Datenschutzrecht

Schlussanträge des Generalanwaltes am EuGH: Datenschutzaufsichtsbehörde muss nach Feststellung eines Verstoßes gegen DSGVO nach Beschwerde einschreiten, hat aber Ermessen für konkrete Maßnahme, die geeignet, erforderlich und angemessen sein muss

So die Schlussanträge vom 11. April 2024 (Az.: C‑768/21) im Rahmen eines Vorabentscheidungsersuchens des VG Wiesbaden in einem dortigen Rechtsstreit. In der Begründung der Schlussanträge heißt es unter anderem:

„…Stellt die Aufsichtsbehörde bei der Prüfung einer Beschwerde eine Verletzung des Schutzes personenbezogener Daten fest, stellt sich die Frage, wie sie weiter vorzugehen hat. Wie ich nachstehend erläutern werde, begründet eine solche Feststellung zunächst eine Verpflichtung für die Aufsichtsbehörde, gemäß dem Legalitätsprinzip einzuschreiten. Es geht allgemein darum, die Abhilfemaßnahme(n) [zu] ermitteln, die zur Behebung des Verstoßes am besten geeignet ist bzw. sind(14). Diese Auslegung erscheint mir sinnvoll, zumal Art. 57 Abs. 1 Buchst. a DSGVO der Behörde die Aufgabe überträgt, „die Anwendung dieser Verordnung [zu] überwachen und durch[zu]setzen“. Es wäre mit diesem Mandat nicht zu vereinbaren, wenn die Aufsichtsbehörde den festgestellten Verstoß einfach ignorieren könnte(15).

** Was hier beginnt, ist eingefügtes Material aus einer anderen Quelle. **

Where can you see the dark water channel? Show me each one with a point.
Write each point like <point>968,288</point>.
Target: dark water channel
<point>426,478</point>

Zudem wären die der Aufsichtsbehörde nach Art. 58 Abs. 1 DSGVO zustehenden Untersuchungsbefugnisse nicht viel wert, wenn die Aufsichtsbehörde gezwungen wäre, sich trotz der Feststellung einer Verletzung des Rechts auf Schutz personenbezogener Daten auf die Durchführung einer Untersuchung zu beschränken. Die Durchsetzung des Unionsrechts im Bereich des Schutzes personenbezogener Daten ist nämlich ein wesentlicher Bestandteil des Begriffs „Überwachung“ im Sinne von Art. 16 Abs. 2 AEUV und Art. 8 Abs. 3 der Charta(16). In diesem Kontext darf nicht vergessen werden, dass die Aufsichtsbehörde auch im Interesse der Person oder Einrichtung handelt, deren Rechte verletzt wurden. Hierzu ist anzumerken, dass Art. 57 Abs. 1 Buchst. f und Art. 77 Abs. 2 DSGVO bestimmte Verpflichtungen gegenüber dem Beschwerdeführer auferlegen, nämlich ihn „über den Fortgang und das Ergebnis der Untersuchung [zu] unterrichten“.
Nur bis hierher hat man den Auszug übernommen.